A feeling of having made the same mistake before: Deja Foobar
Does the box have rounded corners?
This case deals in the realm of copyrights, not patents. It's important to note that this is also the rule in the U.S. - neither ideas nor systems/processes/procedures can be copyrighted. The problem, however, is drawing the line between "ideas" (which aren't protected by copyright) and "expression" (which is protected by copyright). As in many areas of law, there is no easy way to determine what exactly is an idea and what exactly is an expression. That's what this case dispute's hinges around. In conclusion, not allowing copyright protection for ideas is nothing new and is absolutely not newsworthy. [DISCLAIMER: I am NOT a lawyer, and I am NOT offering legal advice.]
You can't copyright a recipe but you can copyright a cookbook. Likewise you shouldn't be able to copyright a software design/function but you should be able to copyright a software implementation of that design/function.
Support Right To Repair Legislation.
"Copyright is for protecting written information."
Copyright is for controlling the distribution of information. The only protection for information is duplication and distrubition.
Great Intellect...
Very good. You mind if I use that?
You are welcome on my lawn.
Friend, the corporations we have to worry about are not the "US corporations" or the "British corporations" or the "French corporations".
The ones that are destroying our societies on both sides of the Atlantic (and Pacific) are the transnational corporations who strive for a position of power above mere nations.
It's not yet too late to put these out-of-control entities back in their place, but it will take a long hard fight. The good news is that the fight has begun, apparently all around the world.
You are welcome on my lawn.
It's not law, it's interpretation. Dutch judge dismissed it citing "numerous" prior art.

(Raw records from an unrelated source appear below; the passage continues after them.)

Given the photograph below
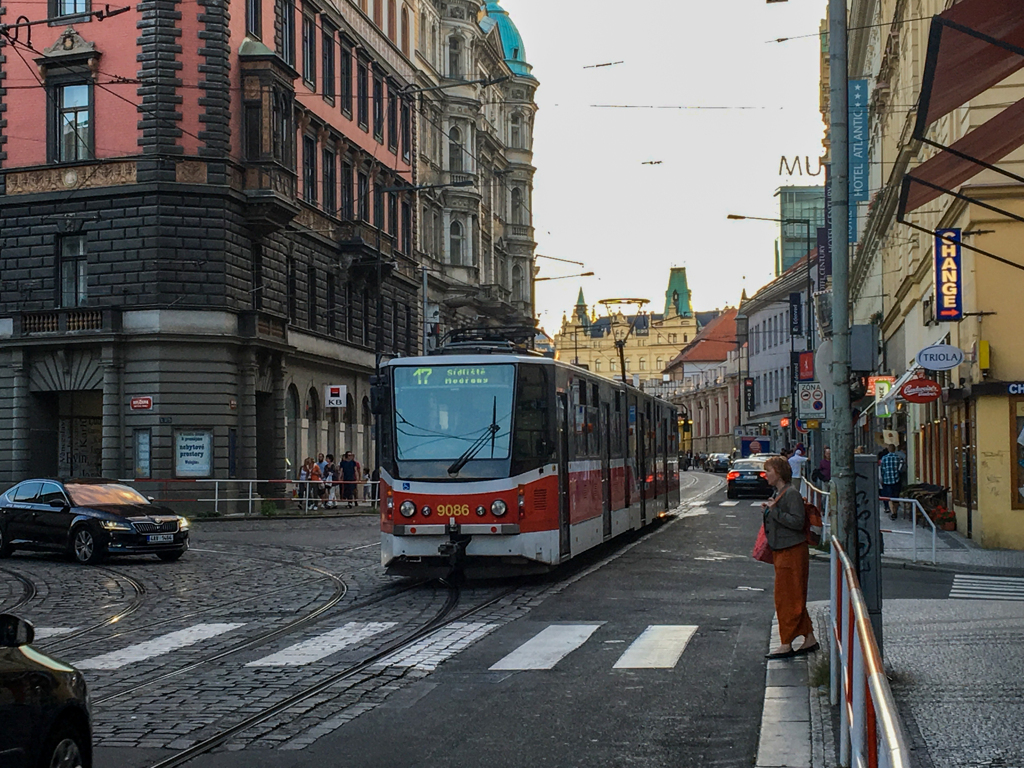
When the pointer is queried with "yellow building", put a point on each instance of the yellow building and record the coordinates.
(971, 439)
(656, 339)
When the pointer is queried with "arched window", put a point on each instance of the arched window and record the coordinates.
(455, 151)
(517, 208)
(455, 58)
(404, 30)
(457, 243)
(518, 294)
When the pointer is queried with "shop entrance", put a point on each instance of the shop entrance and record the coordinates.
(67, 434)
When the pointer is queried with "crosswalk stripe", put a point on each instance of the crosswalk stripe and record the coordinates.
(972, 587)
(324, 645)
(548, 647)
(42, 633)
(157, 647)
(657, 647)
(438, 646)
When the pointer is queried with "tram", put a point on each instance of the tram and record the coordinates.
(498, 461)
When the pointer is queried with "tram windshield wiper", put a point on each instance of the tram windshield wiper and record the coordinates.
(478, 443)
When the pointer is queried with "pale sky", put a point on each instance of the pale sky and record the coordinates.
(595, 202)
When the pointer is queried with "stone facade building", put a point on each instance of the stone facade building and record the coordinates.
(192, 206)
(476, 117)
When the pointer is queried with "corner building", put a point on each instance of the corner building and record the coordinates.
(193, 201)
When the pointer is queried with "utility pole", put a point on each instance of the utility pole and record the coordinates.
(843, 472)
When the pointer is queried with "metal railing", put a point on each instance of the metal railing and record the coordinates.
(870, 732)
(820, 499)
(915, 505)
(247, 497)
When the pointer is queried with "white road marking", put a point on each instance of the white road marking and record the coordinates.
(324, 645)
(438, 646)
(657, 648)
(44, 632)
(969, 587)
(157, 647)
(548, 647)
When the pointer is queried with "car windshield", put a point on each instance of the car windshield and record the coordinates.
(89, 495)
(749, 466)
(442, 411)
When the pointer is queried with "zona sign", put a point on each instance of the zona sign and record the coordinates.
(921, 391)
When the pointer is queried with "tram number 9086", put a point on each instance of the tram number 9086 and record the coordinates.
(453, 510)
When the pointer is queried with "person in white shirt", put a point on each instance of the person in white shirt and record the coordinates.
(797, 462)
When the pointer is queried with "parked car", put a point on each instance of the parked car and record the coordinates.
(719, 463)
(88, 519)
(747, 477)
(44, 705)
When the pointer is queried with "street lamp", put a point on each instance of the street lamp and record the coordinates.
(807, 328)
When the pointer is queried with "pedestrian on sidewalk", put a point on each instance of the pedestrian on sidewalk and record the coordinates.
(785, 530)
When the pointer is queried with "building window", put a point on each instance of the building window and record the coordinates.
(73, 133)
(311, 297)
(257, 265)
(293, 291)
(309, 169)
(346, 79)
(407, 228)
(457, 243)
(364, 202)
(455, 151)
(455, 58)
(363, 93)
(378, 107)
(287, 10)
(330, 182)
(407, 131)
(254, 17)
(347, 192)
(329, 64)
(392, 117)
(74, 271)
(404, 30)
(309, 50)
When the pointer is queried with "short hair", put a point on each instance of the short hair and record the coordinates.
(781, 467)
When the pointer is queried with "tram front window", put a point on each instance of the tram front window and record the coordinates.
(443, 411)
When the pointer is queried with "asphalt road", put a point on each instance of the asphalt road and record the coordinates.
(441, 704)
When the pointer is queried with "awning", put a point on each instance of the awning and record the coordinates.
(973, 46)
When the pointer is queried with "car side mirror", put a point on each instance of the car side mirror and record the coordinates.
(14, 631)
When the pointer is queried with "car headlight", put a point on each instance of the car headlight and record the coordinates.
(116, 525)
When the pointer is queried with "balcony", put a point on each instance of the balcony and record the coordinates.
(65, 322)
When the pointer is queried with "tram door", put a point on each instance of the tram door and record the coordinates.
(606, 465)
(563, 476)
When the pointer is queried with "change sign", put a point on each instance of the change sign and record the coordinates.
(948, 276)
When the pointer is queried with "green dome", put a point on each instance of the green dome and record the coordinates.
(515, 51)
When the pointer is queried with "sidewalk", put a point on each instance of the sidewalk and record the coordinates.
(953, 551)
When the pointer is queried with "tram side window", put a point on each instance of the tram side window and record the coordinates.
(532, 444)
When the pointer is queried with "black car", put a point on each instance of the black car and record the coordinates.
(88, 519)
(44, 705)
(747, 477)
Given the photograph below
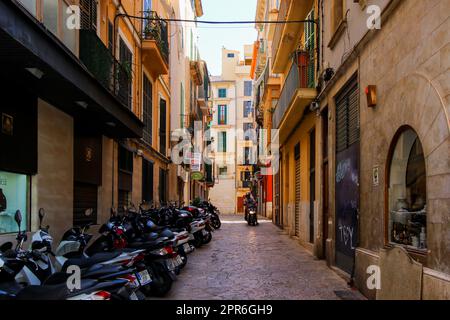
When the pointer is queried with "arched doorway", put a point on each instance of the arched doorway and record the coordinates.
(407, 192)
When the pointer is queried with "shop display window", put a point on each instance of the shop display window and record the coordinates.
(407, 193)
(14, 195)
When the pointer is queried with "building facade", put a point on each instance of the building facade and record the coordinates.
(369, 139)
(232, 129)
(96, 119)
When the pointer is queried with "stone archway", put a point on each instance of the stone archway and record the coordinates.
(415, 101)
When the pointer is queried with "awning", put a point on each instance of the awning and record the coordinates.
(25, 43)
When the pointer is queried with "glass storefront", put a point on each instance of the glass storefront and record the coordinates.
(408, 193)
(14, 195)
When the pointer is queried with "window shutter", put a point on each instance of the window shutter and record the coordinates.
(347, 116)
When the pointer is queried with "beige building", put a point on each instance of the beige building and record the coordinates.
(385, 104)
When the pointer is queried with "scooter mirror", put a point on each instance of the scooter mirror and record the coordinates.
(18, 218)
(41, 214)
(6, 246)
(88, 212)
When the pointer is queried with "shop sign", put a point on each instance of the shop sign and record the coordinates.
(197, 176)
(196, 161)
(376, 176)
(7, 124)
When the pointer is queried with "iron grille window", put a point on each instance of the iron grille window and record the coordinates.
(248, 109)
(147, 180)
(111, 38)
(163, 190)
(222, 141)
(124, 73)
(222, 114)
(312, 182)
(88, 14)
(125, 160)
(162, 126)
(147, 110)
(347, 116)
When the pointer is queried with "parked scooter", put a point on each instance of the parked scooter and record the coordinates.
(15, 282)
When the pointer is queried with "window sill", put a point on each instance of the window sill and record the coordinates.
(337, 34)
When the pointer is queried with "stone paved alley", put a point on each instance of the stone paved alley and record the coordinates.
(261, 262)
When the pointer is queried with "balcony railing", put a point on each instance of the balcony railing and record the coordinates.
(98, 59)
(301, 76)
(244, 184)
(209, 179)
(282, 13)
(156, 29)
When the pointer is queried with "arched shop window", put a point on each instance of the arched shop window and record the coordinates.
(407, 192)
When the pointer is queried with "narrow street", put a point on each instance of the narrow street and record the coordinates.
(261, 262)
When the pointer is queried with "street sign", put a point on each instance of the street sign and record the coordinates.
(197, 175)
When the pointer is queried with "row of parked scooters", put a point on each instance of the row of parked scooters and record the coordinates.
(138, 254)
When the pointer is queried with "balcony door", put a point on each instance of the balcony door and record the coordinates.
(124, 73)
(162, 126)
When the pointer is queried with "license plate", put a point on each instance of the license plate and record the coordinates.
(133, 296)
(144, 278)
(186, 247)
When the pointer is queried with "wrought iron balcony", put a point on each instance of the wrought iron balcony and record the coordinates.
(98, 59)
(282, 14)
(299, 85)
(156, 43)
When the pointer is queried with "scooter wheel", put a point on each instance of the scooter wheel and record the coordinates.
(198, 241)
(183, 257)
(216, 223)
(207, 239)
(162, 282)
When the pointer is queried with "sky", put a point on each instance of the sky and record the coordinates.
(213, 37)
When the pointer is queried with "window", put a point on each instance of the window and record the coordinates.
(14, 195)
(222, 142)
(248, 109)
(111, 37)
(147, 110)
(222, 93)
(30, 5)
(312, 182)
(223, 171)
(249, 134)
(147, 180)
(247, 156)
(125, 71)
(147, 5)
(182, 106)
(163, 186)
(125, 177)
(248, 88)
(162, 126)
(337, 14)
(89, 14)
(54, 16)
(222, 114)
(407, 192)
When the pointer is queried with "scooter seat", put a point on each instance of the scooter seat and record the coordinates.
(53, 292)
(144, 245)
(99, 270)
(86, 262)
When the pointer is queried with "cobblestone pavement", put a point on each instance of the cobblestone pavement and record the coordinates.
(260, 262)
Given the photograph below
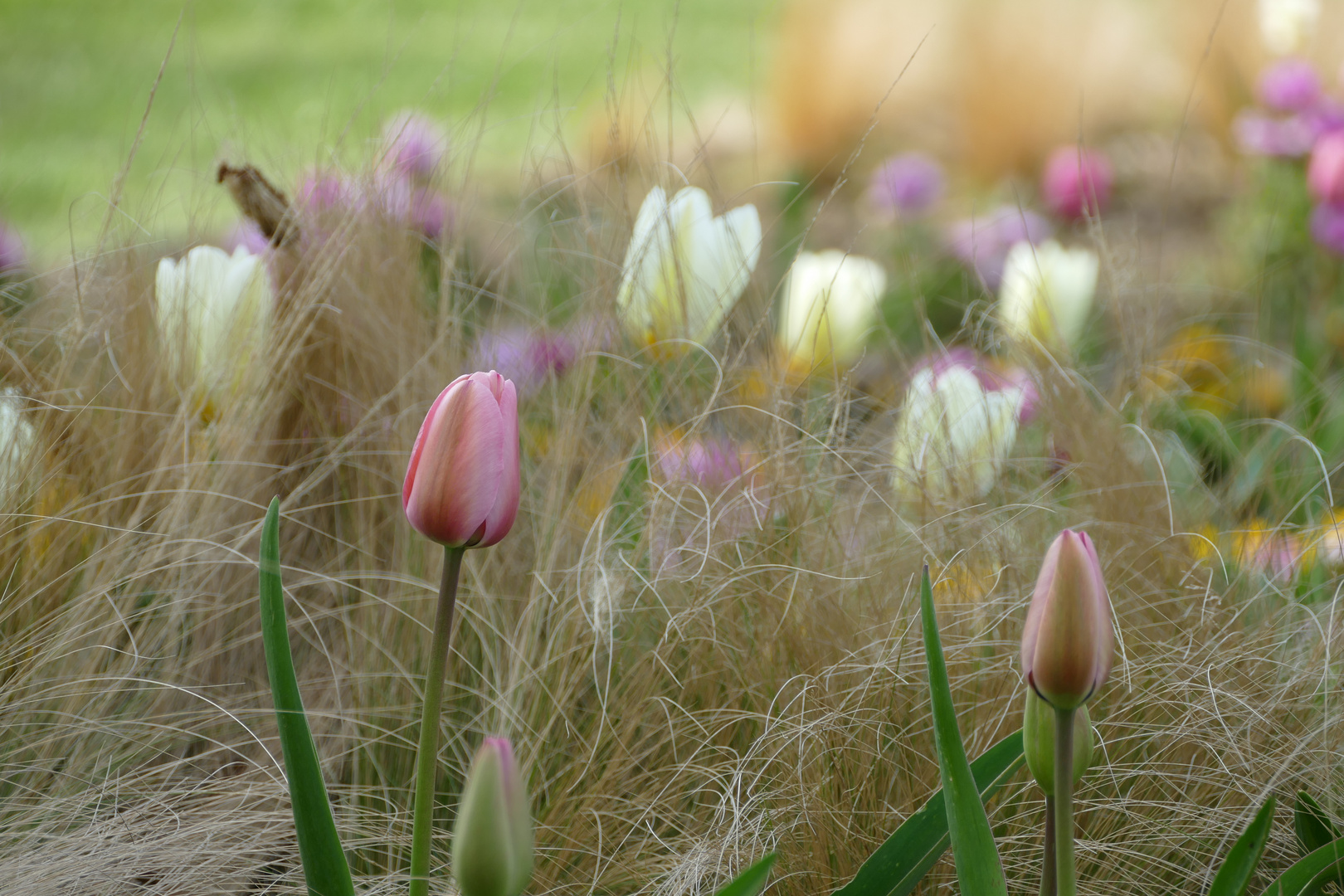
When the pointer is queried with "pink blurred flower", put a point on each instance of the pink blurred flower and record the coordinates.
(526, 355)
(908, 184)
(247, 236)
(1328, 227)
(1274, 136)
(1289, 85)
(413, 145)
(1077, 182)
(983, 243)
(12, 254)
(1326, 169)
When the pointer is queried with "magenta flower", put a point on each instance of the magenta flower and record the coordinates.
(463, 483)
(981, 243)
(1068, 645)
(1289, 85)
(1274, 136)
(1326, 169)
(1328, 227)
(906, 186)
(1077, 182)
(413, 145)
(12, 254)
(526, 356)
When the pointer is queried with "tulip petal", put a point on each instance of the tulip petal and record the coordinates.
(457, 465)
(500, 519)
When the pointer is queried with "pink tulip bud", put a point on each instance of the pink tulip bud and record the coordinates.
(1326, 171)
(1068, 645)
(492, 840)
(1075, 182)
(463, 483)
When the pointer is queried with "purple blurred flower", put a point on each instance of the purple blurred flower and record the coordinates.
(1277, 136)
(1289, 85)
(983, 243)
(713, 464)
(1075, 182)
(413, 145)
(1328, 227)
(12, 254)
(990, 377)
(247, 236)
(908, 184)
(524, 355)
(327, 191)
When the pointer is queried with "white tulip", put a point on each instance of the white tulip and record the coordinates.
(1287, 24)
(17, 440)
(214, 314)
(686, 269)
(953, 437)
(830, 306)
(1047, 293)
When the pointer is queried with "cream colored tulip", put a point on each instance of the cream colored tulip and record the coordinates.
(17, 442)
(1288, 24)
(1047, 293)
(953, 437)
(214, 314)
(686, 269)
(830, 305)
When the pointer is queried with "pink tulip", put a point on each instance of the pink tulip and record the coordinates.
(1068, 646)
(1326, 171)
(463, 483)
(1075, 182)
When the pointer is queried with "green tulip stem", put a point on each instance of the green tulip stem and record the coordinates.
(422, 817)
(1047, 863)
(1066, 880)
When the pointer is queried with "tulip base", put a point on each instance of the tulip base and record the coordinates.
(422, 817)
(1066, 879)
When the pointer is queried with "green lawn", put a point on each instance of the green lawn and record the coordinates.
(292, 82)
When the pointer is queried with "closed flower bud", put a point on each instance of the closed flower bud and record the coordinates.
(830, 305)
(214, 314)
(684, 268)
(1068, 645)
(492, 839)
(463, 483)
(1038, 740)
(1047, 293)
(953, 436)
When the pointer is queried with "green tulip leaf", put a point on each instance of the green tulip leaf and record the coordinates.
(1235, 874)
(979, 868)
(750, 881)
(901, 863)
(1311, 824)
(1311, 872)
(325, 868)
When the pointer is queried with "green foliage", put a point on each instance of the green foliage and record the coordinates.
(979, 868)
(750, 881)
(901, 863)
(1235, 874)
(319, 845)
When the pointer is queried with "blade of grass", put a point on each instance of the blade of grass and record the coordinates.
(1235, 874)
(1311, 872)
(325, 868)
(979, 868)
(750, 881)
(1311, 824)
(897, 867)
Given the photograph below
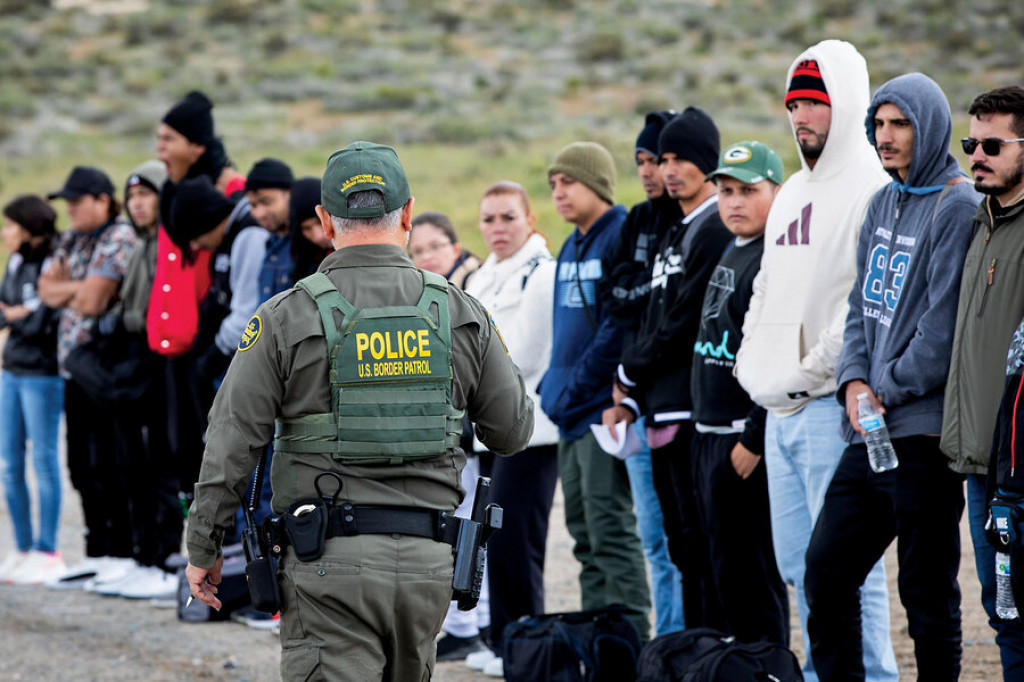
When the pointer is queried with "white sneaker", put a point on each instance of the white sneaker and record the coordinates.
(37, 568)
(10, 564)
(77, 576)
(479, 659)
(495, 668)
(150, 583)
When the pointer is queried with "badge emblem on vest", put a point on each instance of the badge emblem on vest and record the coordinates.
(251, 333)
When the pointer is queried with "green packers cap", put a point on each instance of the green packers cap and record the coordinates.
(750, 162)
(358, 167)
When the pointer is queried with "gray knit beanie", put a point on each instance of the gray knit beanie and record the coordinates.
(589, 163)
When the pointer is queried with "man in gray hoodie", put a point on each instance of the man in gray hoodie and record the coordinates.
(896, 348)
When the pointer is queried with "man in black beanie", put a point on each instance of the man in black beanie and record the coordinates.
(188, 148)
(653, 378)
(309, 245)
(203, 219)
(268, 187)
(625, 290)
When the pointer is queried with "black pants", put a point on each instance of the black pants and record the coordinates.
(920, 503)
(524, 486)
(188, 400)
(748, 598)
(143, 445)
(673, 472)
(97, 475)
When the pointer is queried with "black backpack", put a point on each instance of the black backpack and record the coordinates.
(702, 654)
(599, 645)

To German judge Johanna Brueckner-Hofmann it looked different, and was worth banning Samsung Galaxy Tab.
More and more, I find EU rulings to be oh-so-astute.
Oh, how quickly our memory fades.
This work is licensed under a Creative Commons Attribution 3.0 Unported License.
Yes, I could have stated that better. Copyright allows the creator of an original work to control the distribution of it for a certain amount of time. It doesn't just apply to written works.
Neither is correct. Copyright is for a awarding a monopoly on creating tangible copies of a creative work. It does not need to be a written work (e.g. it could be an audio recording or a film), and it definitely does not include any information conveyed by the creative work.